Suddenly, the result is… (+ 2 2).

Uh, what do I do with that? Well, that’s a piece of LISP code. “Quoting” a piece of LISP code means “don’t actually evaluate it, just give me the code itself”.

Of course, I could evaluate it later:

(eval '(+ 2 2))

This gives me 4 again.

That’s what I mean by “code is data” being very much in the LISP culture. The language has a first-class primitive for “don’t execute this part”. That’s quoting.

Now consider web apps.

A web server is a program whose job is to generate another program. A server generates the client program (written in HTML and JavaScript) and serves it to the client computer. Generating and sending code sounds an awful lot like quoting.

In JavaScript, we don’t have quoting. I can’t put a ' before a function and say “now I want to treat this as data rather than code”. Well, I could wrap it into a string literal, but there would be no syntax highlighting and it would kind of lose too much syntatic power. You really don’t want to be coding inside string literals.

We can’t “quote” individual code blocks in JavaScript without losing many benefits of the language. However, what if we could “quote”… an entire module?

React Server Components (RSC) is a client-server programming paradigm that uses a similar idea to refer to client code from the server code. The 'use client' directive lets you import code designed for the client—but without running it:

'use client'
 
export function onClick() {
  alert('Hi.');
}

Like quoting, it marks a piece of code to be treated as data. Unlike quoting in LISP, the result you get back is opaque—you can’t transform or introspect that code.

This means that whoever imports onClick from the backend code won’t get an actual onClick function—instead, they’ll get '/js/chunk123.js#onClick' or something like that identifying how to load this module. It gives you code-as-data.

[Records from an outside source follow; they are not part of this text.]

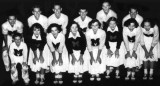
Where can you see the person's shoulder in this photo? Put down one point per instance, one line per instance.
(43, 16)
(100, 12)
(64, 15)
(76, 19)
(51, 16)
(5, 24)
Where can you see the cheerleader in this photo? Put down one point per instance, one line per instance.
(18, 55)
(133, 13)
(57, 52)
(106, 12)
(83, 19)
(150, 46)
(8, 28)
(95, 44)
(37, 17)
(114, 46)
(58, 18)
(76, 46)
(37, 61)
(131, 37)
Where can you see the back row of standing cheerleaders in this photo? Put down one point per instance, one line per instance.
(94, 45)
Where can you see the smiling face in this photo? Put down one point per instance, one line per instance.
(12, 20)
(83, 13)
(106, 6)
(36, 32)
(54, 31)
(36, 12)
(112, 25)
(147, 25)
(95, 26)
(133, 13)
(57, 10)
(131, 26)
(74, 28)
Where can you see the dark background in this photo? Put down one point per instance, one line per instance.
(147, 8)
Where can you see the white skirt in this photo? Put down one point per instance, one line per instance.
(57, 68)
(36, 67)
(132, 62)
(156, 50)
(114, 61)
(77, 68)
(96, 67)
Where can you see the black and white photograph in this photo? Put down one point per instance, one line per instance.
(79, 43)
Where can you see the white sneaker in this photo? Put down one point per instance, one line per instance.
(60, 82)
(107, 77)
(133, 78)
(150, 78)
(117, 77)
(127, 78)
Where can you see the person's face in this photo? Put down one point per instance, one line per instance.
(57, 10)
(36, 12)
(106, 6)
(147, 26)
(133, 13)
(12, 20)
(36, 31)
(54, 31)
(74, 28)
(83, 13)
(17, 40)
(131, 26)
(112, 25)
(95, 26)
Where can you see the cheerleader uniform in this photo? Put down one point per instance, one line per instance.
(94, 43)
(58, 45)
(42, 20)
(113, 42)
(37, 44)
(83, 23)
(103, 17)
(63, 20)
(131, 41)
(150, 39)
(76, 45)
(18, 55)
(138, 18)
(9, 30)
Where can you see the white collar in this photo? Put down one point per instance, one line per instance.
(109, 29)
(72, 36)
(34, 37)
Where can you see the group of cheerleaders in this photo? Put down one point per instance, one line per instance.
(98, 49)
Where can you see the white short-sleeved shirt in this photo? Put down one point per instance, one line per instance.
(52, 40)
(7, 27)
(101, 35)
(83, 24)
(16, 52)
(63, 20)
(43, 20)
(138, 18)
(102, 17)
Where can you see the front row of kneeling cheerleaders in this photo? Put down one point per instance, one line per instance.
(78, 52)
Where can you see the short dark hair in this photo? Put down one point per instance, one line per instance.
(129, 21)
(38, 26)
(16, 34)
(148, 20)
(54, 25)
(36, 6)
(78, 26)
(93, 21)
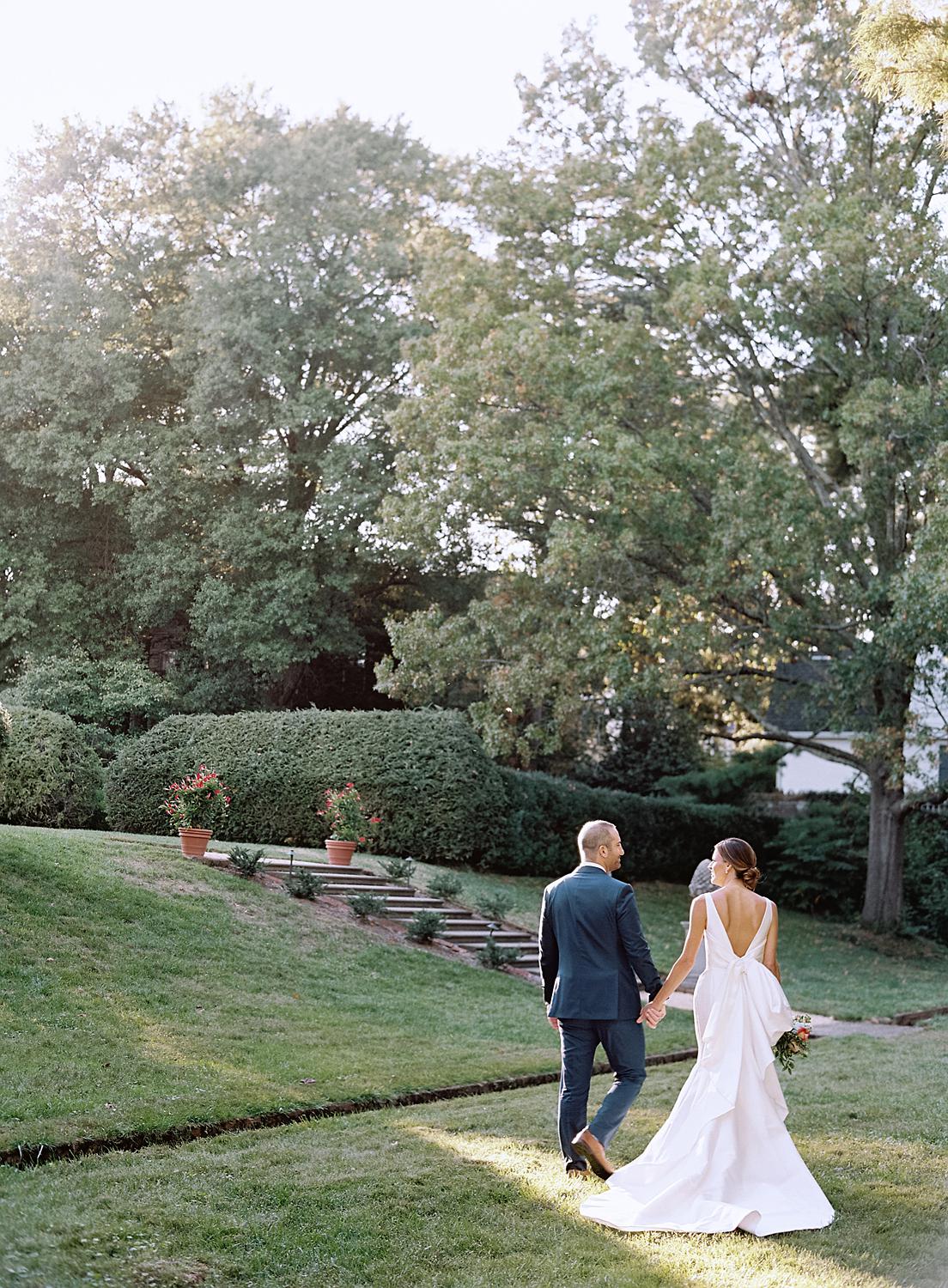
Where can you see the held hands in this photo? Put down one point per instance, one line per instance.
(652, 1014)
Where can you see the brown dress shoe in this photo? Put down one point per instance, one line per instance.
(589, 1148)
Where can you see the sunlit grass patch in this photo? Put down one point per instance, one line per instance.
(469, 1194)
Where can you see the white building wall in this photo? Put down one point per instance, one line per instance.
(804, 770)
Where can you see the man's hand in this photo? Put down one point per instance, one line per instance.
(652, 1014)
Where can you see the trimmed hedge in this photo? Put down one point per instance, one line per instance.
(664, 839)
(424, 772)
(52, 777)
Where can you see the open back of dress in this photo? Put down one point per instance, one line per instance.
(723, 1159)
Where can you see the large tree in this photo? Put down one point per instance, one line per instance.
(744, 417)
(201, 332)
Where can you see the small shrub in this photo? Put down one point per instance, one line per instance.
(425, 925)
(306, 885)
(495, 904)
(368, 904)
(399, 870)
(245, 860)
(496, 956)
(446, 885)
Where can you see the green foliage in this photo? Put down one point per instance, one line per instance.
(52, 778)
(118, 695)
(819, 863)
(445, 885)
(245, 860)
(495, 904)
(665, 523)
(425, 773)
(901, 52)
(821, 860)
(728, 781)
(398, 868)
(496, 956)
(654, 741)
(345, 816)
(425, 925)
(368, 904)
(5, 726)
(927, 876)
(192, 468)
(198, 800)
(664, 839)
(306, 884)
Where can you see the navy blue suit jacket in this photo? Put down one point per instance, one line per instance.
(592, 948)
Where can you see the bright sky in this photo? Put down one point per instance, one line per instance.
(446, 66)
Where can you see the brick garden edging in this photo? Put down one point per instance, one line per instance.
(23, 1157)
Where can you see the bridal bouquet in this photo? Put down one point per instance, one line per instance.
(795, 1042)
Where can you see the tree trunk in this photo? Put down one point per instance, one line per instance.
(883, 906)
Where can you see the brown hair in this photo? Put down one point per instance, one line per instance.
(742, 860)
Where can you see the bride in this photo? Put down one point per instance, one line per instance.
(723, 1159)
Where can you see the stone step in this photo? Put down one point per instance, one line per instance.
(409, 906)
(394, 891)
(481, 937)
(330, 870)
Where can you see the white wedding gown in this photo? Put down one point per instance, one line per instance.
(723, 1158)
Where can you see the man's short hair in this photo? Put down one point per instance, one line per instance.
(592, 835)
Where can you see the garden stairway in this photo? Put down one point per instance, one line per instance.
(461, 927)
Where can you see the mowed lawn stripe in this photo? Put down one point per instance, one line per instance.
(471, 1194)
(139, 991)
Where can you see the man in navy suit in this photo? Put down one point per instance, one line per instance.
(592, 950)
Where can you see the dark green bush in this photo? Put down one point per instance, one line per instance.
(424, 772)
(399, 870)
(52, 777)
(368, 904)
(819, 865)
(245, 860)
(306, 884)
(111, 700)
(496, 956)
(927, 876)
(446, 885)
(664, 839)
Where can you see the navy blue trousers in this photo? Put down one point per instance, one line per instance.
(623, 1042)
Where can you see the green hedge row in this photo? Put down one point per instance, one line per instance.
(51, 775)
(429, 778)
(665, 839)
(424, 772)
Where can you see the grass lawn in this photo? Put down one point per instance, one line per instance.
(471, 1194)
(139, 989)
(830, 968)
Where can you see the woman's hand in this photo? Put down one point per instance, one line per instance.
(652, 1014)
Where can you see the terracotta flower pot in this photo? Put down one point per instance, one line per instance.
(340, 852)
(195, 841)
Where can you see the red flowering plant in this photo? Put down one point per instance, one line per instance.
(795, 1042)
(345, 816)
(198, 800)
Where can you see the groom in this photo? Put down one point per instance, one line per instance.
(592, 948)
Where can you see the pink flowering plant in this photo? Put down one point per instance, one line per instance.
(198, 800)
(793, 1043)
(345, 816)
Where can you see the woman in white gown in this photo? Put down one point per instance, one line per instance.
(723, 1159)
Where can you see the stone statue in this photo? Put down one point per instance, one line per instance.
(700, 884)
(701, 881)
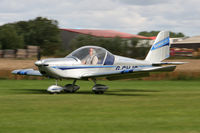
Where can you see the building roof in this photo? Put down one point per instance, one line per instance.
(194, 39)
(107, 33)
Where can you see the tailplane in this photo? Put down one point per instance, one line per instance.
(160, 50)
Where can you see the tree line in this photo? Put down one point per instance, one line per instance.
(45, 33)
(39, 31)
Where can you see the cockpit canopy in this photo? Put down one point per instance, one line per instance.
(93, 55)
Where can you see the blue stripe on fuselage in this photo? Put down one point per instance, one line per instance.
(80, 67)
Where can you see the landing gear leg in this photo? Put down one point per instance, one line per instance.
(71, 88)
(53, 89)
(99, 88)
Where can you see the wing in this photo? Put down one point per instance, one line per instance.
(168, 63)
(29, 72)
(130, 73)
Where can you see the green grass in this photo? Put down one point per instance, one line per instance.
(127, 107)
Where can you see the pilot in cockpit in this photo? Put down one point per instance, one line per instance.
(91, 59)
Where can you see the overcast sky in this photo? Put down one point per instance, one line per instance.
(131, 16)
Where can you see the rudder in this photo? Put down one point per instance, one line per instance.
(160, 50)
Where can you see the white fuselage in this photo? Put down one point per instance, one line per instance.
(73, 68)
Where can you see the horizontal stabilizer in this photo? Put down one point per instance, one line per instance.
(29, 72)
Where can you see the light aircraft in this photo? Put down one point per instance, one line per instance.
(91, 62)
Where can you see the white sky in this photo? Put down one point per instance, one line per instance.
(131, 16)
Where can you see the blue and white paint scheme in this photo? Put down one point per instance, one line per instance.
(107, 65)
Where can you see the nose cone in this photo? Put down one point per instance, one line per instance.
(38, 63)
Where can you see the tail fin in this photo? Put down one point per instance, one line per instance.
(160, 49)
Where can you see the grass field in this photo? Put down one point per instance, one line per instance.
(127, 107)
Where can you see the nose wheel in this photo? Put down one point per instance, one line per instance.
(99, 88)
(71, 88)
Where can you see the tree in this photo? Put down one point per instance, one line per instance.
(40, 32)
(9, 39)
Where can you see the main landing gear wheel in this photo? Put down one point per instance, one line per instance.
(71, 88)
(99, 88)
(55, 89)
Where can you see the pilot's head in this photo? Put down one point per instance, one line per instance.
(92, 51)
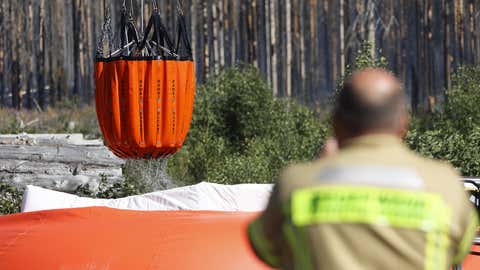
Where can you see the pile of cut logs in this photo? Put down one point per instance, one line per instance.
(57, 161)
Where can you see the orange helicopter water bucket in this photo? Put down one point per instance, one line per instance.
(144, 103)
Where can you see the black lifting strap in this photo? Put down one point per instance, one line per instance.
(160, 35)
(128, 31)
(182, 32)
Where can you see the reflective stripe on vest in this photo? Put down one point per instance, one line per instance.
(406, 209)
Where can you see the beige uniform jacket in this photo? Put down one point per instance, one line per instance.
(374, 205)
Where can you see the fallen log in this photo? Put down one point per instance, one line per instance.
(57, 161)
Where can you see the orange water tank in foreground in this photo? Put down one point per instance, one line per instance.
(109, 239)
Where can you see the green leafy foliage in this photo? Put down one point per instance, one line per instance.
(10, 199)
(453, 133)
(241, 134)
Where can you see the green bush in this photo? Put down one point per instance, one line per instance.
(242, 134)
(10, 199)
(453, 133)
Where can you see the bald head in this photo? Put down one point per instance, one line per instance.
(371, 101)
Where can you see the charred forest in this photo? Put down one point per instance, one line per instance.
(302, 47)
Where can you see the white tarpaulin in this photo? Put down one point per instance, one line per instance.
(203, 196)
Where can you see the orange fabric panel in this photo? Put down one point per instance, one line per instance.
(144, 107)
(135, 81)
(189, 100)
(169, 106)
(103, 238)
(99, 76)
(109, 72)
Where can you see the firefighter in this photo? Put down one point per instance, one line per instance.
(373, 204)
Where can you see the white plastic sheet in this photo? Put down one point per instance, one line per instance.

Unlike with LISP quoting, this is implemented at the compile time using a bundler.

Eventually this code will make it to the client (as a <script>) and be evaluated there. Then, the onClick function will actually exist (and maybe even be called).

What this gives us is an ability to write a program that composes behaviors that execute at different stages (on the server and the client) in a very modular way. See here for example. The parts outside the “quote” deal with server-only resources, while the parts inside the “quote” are stateful and exist on the client—but they are composed. The server stuff can wrap the client stuff, the client stuff can wrap the server stuff, as long as you’re doing all composition from the server. And what doing composition on the server enables is a guarantee that all the server stuff runs within a single request/response roundtrip. It’s also progressively streamed.

That’s kind of it, really. Of course, this is a lot less powerful than quoting because the evaluation strategies are being prescribed by React, and there’s no kind of metaprogramming like transforming the code itself. So maybe it’s still a stretch.

I know LISP has a rich tradition of solutions that compose code across multiple environments, with some newer approaches like Electric picking up steam. I don’t understand LISP well enough to dig deep into them but I would love to see more explanations targeted at JavaScript developers, both about prior art and new ideas.

Thank you!

I’ll try to learn LISP too, someday.